Pasażerowie z rzeczami siedzieli na peronach - rzeczy nie pasowały do ​​auta. Czasami po drodze worki, kosze, piły stolarskie zaczęły wylatywać z platformy na płótno, a ich właścicielka, często dość stara stara kobieta, wyskakiwała po rzeczy. Niedoświadczeni pasażerowie byli przerażeni, a doświadczeni pasażerowie, skręcając kozie nogi i plując, tłumaczyli, że jest to najwygodniejszy sposób wysiadania z pociągu bliżej ich wioski.
Kolej wąskotorowa w lasach Meshchersky jest najspokojniejszą koleją w Unii.
KG Paustowski w Solocz. W swoim ulubionym „lokomotywie-samowar” na kolejce wąskotorowej Ryazan - Tuma. Późne lata 30.

W XVII wieku kwitła tu szkoła malarzy ikon. W połowie XIX wieku dwaj towarzysze przenieśli się stąd do Petersburga - urzędnicy volost, przyszli artyści I.P. Pozhalostin i H.E. Efimov, aw latach dwudziestych artyści A.E. Arkhipov, M.G. Kirsanov mieszkali i pracowali w Solotcha. Był tu Siergiej Jesienin. Później, jakby na jego miejsce, w Solocz osiadła cała grupa pisarzy - K. G. Paustovsky, R. I. Fraerman, A. P. Gaidar. Mieszkając w starym domu I.P. Pozhalostina, stworzyli tutaj wiele swoich wspaniałych dzieł, a historie K. G. Paustowskiego „strona Meshcherskaya” dały poetycką nieśmiertelność obrazom tego regionu. Pojawi się też osobny wpis o Muzeum Pozhalostina.
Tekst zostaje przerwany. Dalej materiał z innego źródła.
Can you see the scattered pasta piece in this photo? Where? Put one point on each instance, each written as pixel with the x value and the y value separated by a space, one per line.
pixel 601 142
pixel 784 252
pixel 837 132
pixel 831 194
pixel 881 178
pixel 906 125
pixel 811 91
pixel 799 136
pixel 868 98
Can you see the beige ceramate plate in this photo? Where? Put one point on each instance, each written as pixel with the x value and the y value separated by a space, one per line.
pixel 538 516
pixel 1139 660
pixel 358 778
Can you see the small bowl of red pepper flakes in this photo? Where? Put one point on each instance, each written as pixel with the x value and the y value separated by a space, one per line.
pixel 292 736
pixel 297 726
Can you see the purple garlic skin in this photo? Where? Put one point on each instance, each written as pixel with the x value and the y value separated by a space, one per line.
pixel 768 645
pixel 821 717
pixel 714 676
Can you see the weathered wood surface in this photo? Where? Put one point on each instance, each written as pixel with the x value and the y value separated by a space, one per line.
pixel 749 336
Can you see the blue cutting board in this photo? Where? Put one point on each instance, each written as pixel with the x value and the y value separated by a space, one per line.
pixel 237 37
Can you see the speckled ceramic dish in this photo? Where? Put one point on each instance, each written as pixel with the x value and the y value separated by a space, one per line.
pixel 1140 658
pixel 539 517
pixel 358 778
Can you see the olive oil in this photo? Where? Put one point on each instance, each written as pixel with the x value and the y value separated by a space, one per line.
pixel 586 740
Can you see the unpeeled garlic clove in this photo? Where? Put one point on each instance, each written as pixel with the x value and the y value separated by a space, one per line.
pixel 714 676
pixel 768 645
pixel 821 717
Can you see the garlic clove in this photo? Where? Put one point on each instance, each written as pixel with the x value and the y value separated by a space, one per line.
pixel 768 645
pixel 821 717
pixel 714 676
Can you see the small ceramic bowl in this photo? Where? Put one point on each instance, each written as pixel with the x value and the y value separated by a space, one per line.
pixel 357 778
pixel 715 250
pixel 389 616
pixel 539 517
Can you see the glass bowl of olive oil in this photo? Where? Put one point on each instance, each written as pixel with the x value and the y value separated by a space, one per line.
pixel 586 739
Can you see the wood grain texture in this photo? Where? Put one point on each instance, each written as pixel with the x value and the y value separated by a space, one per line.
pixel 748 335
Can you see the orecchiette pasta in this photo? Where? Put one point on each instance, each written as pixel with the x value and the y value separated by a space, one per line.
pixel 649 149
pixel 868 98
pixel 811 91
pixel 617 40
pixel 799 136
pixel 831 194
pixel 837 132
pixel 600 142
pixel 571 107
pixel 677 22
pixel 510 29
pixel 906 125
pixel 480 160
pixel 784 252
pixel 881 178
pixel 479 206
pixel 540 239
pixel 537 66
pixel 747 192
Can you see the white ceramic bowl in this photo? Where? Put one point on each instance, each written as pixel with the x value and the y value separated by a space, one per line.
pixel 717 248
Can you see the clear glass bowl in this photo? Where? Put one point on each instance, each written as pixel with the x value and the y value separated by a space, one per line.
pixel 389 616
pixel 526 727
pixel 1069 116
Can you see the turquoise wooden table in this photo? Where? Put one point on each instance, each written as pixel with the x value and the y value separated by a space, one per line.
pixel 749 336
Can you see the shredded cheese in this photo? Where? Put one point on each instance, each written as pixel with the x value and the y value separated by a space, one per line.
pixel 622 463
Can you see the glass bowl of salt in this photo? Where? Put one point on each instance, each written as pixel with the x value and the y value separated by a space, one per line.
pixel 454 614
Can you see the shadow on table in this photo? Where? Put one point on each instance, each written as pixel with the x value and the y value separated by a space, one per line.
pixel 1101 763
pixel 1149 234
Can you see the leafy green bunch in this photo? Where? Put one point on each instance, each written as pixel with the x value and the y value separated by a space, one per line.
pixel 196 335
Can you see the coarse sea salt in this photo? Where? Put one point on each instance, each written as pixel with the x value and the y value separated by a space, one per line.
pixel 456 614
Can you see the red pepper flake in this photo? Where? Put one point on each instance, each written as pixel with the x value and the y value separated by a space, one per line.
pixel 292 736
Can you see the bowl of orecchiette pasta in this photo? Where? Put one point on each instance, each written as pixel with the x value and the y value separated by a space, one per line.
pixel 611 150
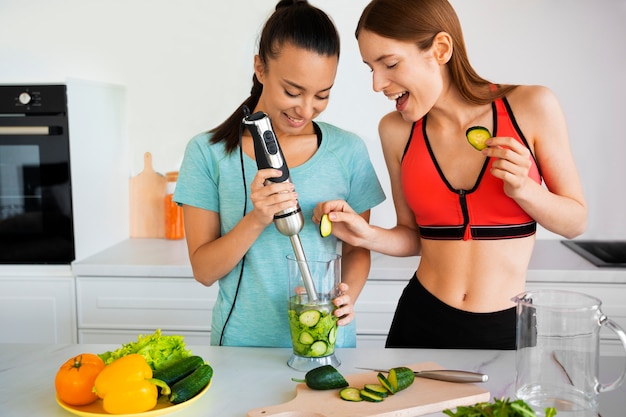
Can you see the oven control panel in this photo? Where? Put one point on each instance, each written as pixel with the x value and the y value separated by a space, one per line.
pixel 33 99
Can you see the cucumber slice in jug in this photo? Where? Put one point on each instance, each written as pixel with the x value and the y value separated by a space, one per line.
pixel 310 317
pixel 318 348
pixel 306 338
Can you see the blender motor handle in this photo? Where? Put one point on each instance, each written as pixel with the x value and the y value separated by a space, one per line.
pixel 309 285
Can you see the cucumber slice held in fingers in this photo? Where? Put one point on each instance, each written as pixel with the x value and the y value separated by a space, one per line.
pixel 326 226
pixel 477 137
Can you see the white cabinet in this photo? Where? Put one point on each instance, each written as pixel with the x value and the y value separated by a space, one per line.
pixel 374 311
pixel 116 309
pixel 37 304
Z listów Paustowskiego do żony: 1 października<ября> <19>40 Solotch „... W Solotch niezwykła zmiana - całkowicie zniknął „nieprzyzwoity język” (w związku z nową ustawą o chuligaństwie). Przez cały czas nie słyszałem ani jednej „maty” na ulicach – Longobardowie boją się nawet skarcić konie jak „diabła”, ale na łąkach, gdy zostają sami, zabierają im dusze. Na szczęście łąki są teraz bardzo opustoszałe ... ”(Paustovsky żartobliwie nazywał chłopów Solotchi Langobardami.)
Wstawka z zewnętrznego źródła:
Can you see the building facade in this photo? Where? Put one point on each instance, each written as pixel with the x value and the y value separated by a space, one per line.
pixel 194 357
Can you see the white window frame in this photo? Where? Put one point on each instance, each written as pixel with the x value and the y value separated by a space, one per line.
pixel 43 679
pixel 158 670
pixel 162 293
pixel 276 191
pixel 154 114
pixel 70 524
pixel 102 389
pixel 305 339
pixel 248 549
Solotcha, 1 lipca<19>48. „…tu jest susza, ogród żółknie i lata dookoła, a cały czas wieją wiatry. Gray spędza dużo czasu w szpitalu, czasami trafiając do domów chorych. Szpital jest biedny, nie ma nic, nie ma na czym czasem gotować instrumenty. Ciemność, brud i ignorancja są straszne, a Gray jest tym zdumiony - tutaj po raz pierwszy zetknął się z prawdziwą rzeczywistością. ..” Szary - Siergiej Michajłowicz Nawaszyn, przyszły mikrobiolog, akademik Rosyjskiej Akademii Nauk Medycznych - pasierb Walerii Władimirownej Nawaszyny-Paustowskiej, żony Paustowskiego, odbył praktykę lekarską w wiejskim szpitalu Solotchinsk.


Solotcha, 5/VI-<19>48 „…Sery ma dużo pracy,…W ciągu dnia są przyjęcia 40-50 osób. Masa ciekawostek. Któregoś dnia z Ogrodzenia wyszła stara kobieta, tak pogryziona przez karaluchy, że całe jej ciało było jak w łuskach. Boi się, że karaluchy „nie wydziobują mu oczu”, w nocy związuje je ręcznikiem.
Na łąkach jest dużo kwiatów, wiele kwiatów już zidentyfikowałem. To tak samo zabawne, jak łowienie ryb. Gray też to lubi i przynosi mi wszelkiego rodzaju rzadkie kwiaty ... ”
K. G. Paustovsky i V. V. Navashina-Paustovskaya na kolejce wąskotorowej w Solotch. W szybie samochodu: syn pisarza Vadim i adoptowany syn Siergiej Navashin. Późne lata 30.

Według Wikipedii w Solotcha znajdują się: zakład obróbki drewna, strefowa stacja doświadczalno-rekultywacyjna Meshchera, dom opieki, sanatorium przeciwgruźlicze dla dzieci oraz pole biwakowe.
Turyści uwielbiają Meshcherę i Solotchę. Latem i zimą, na łodziach i pieszo, na rowerach i na nartach, tysiące turystów udają się na piesze wędrówki do tego wspaniałego regionu. Kiedyś ja też jeździłem na nartach zimą, a latem jeździłem do wędrówki wraz z przyjaciółmi. Ilustracje z mojego domowego archiwum służą jako ilustracje jednej z wypraw.




Wiecznie zielona esencja lasu Solotchi przyciąga tłumy mieszkańców, aby ograniczyć potrzebę wypoczynku. Tradycyjne letnie kebaby, zimowe narty w Monastyrsky Bor, sanki z Łysej Góry, wiosenne i jesienne kontemplacje dyskretnych żywych stworzeń są prawie w zasięgu spaceru dla mieszkańców Riazania, jeśli myślisz w kategoriach pojazdów osobowych. Bo oto one - brama do Meshchera, zaledwie dwadzieścia kilometrów od Riazania. Temat kurortu dotyczy zarówno miast metropolitalnych, jak i prowincjonalnych. Peredelkino w obwodzie moskiewskim, wieś Chertovitskoye koło Woroneża, Krivets koło Lipiecka, a także mieszkańcy Solotcha koło Riazania - być może miejsca, które dla wielu powodują nieodpartą chęć zdobycia domu za wszelką cenę, a dla reszty - zazdrość że Ktoś już posiada taki dom. Geograficznie Solotcha jest regionem Riazań, chociaż administracyjna miejscowość wypoczynkowa jest odległą częścią Riazania i formalnie wchodzi w skład regionu sowieckiego.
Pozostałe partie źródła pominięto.